Books

New George Saunders stories

The most effective stories in ‘Tenth of December’ are the simplest: here’s our review

“There is nothing that can happen to a person that is banal,” Saunders said in a recent interview. This idea is at the heart of his sparkling new collection of short stories. While mischievously poking at his characters’ deficits—the vanity of a privileged girl, the disarray of a family’s home (“a spare tire on the dining room table”)—he pulls out a grander commonality among them that, in real life, is often overlooked: our need to do the right thing.

Several stories employ multiple perspectives, a device that works best in “Puppy.” To one another, one mother appears uppity and the second abusive—misconceptions rooted in the best of intentions. If they could see what the reader is privy to, they would find a kindred spirit—instead, their exchange threatens to devastate the less-advantaged woman. Saunders showcases his talent for satire in “Escape from Spiderhead,” the story of a prisoner injected with drugs that manufacture eloquence, lust, even true love. “Sticks” is a lovely little fable about a rigid father whose “one concession to glee” is dressing up a metal pole in the family’s yard for holidays—as Santa, Uncle Sam, a ghost. While “seeds of meanness” bloom in his children, the father yearns for forgiveness and begins to shelter and nurture the pole as a way to convey remorse and love. It is a two-page wallop that evokes the potent brevity of Isaac Babel.

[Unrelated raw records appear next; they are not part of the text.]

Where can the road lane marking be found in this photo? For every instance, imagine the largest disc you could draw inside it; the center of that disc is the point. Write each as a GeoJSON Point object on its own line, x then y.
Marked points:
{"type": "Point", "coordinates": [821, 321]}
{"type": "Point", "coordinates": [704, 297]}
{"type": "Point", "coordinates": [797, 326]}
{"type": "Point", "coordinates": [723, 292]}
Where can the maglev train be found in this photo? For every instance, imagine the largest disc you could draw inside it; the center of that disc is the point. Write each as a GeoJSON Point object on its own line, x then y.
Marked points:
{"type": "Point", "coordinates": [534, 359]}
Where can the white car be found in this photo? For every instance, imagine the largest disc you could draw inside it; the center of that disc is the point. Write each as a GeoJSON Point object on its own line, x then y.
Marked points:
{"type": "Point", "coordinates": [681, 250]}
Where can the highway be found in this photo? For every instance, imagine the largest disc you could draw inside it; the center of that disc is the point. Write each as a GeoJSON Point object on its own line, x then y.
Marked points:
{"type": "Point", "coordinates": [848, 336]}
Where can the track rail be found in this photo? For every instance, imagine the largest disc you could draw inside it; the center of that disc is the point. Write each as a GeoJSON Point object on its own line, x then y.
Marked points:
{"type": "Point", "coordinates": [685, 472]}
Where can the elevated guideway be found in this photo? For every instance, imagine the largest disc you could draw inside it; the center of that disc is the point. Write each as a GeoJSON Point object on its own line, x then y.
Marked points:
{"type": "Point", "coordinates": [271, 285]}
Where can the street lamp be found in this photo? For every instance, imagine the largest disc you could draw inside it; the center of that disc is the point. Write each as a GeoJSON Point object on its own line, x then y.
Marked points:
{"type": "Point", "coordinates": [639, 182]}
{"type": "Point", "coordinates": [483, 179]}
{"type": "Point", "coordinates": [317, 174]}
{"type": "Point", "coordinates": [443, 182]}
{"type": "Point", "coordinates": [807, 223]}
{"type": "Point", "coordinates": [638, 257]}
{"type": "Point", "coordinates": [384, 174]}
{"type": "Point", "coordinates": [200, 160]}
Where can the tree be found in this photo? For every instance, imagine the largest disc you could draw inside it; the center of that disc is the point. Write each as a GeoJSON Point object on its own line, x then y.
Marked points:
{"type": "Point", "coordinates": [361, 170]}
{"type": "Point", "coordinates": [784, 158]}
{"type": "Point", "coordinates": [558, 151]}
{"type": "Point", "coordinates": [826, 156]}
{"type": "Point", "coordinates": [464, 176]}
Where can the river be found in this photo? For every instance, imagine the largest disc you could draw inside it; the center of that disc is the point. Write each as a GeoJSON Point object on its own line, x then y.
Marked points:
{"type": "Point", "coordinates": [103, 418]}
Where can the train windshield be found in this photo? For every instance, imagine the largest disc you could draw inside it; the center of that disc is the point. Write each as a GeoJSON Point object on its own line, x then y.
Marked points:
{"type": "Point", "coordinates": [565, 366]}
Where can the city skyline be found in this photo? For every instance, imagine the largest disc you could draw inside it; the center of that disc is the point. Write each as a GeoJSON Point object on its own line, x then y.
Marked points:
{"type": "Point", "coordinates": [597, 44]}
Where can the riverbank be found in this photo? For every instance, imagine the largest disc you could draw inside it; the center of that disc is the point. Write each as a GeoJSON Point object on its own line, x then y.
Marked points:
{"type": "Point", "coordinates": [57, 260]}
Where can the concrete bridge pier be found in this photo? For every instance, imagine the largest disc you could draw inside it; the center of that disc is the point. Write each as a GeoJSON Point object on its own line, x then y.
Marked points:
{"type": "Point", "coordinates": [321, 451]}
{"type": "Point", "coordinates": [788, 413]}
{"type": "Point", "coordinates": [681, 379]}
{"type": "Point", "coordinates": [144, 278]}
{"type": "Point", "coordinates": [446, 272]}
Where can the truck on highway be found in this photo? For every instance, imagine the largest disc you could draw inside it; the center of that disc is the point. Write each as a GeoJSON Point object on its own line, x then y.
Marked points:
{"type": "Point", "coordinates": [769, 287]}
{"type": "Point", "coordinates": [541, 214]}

But Saunders is most effective at his simplest. “Al Roosten,” with its single point of view and spare plot, captures the wild longings, vicious rage, deep loyalty and scathing masochism roiling around the mind of a droll middle-aged salesman whose fantasies include running for mayor and beating up a homeless man. Beneath the “weak smile” he gives a passerby, there is a jungle—lush, dangerous, vital.